I also realize that when I see him because he is such a great person truly a decent man I don’t readily see the big Fat Guy I just see my friend.
And right now he is experiancing a lot of not so good times in his life and is depressed. And that scares me as I do not want to lose my friend but I cannot make him want to begin.
I have tried and I will continue to do so but he needs to want to on his own.
If it doesn’t happen soon I will bury my Friend and then I’m going to finally feel the depression he does.
I don’t have the answer the answer is in the heart and mind of each obese person.

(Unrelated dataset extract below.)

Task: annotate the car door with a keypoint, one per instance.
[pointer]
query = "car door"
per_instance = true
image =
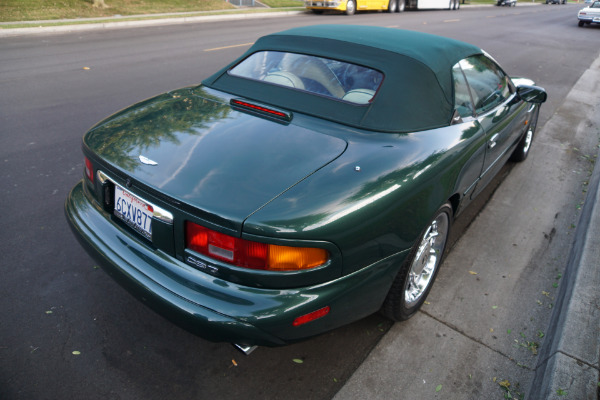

I’m going to call my friend.[/quote]
My brother in law is about as big as your friend and it scares me to death that he is going to leave my sister to be a young widow with 3 kids. He is a very stubborn person and doesn’t seem to want to accept the help that I have offered him. I have asked him if he wanted to start walking, or if I could come up with a nutrition plan for him. But he just says he knows what he needs to do and he’s going to start doing it. Yet, he just sits there and does nuthin’. It is a very frustrating thing to watch. I love the guy but i’m pissed at him at the same time. I’m scared it’s going to take a heart attack before he really realizes that he needs to do something. And then it might be too late. He’s only 33 for gosh sakes.
So, how do you help someone who doesn’t want to help themselves. What can I do? Anyone got any ideas?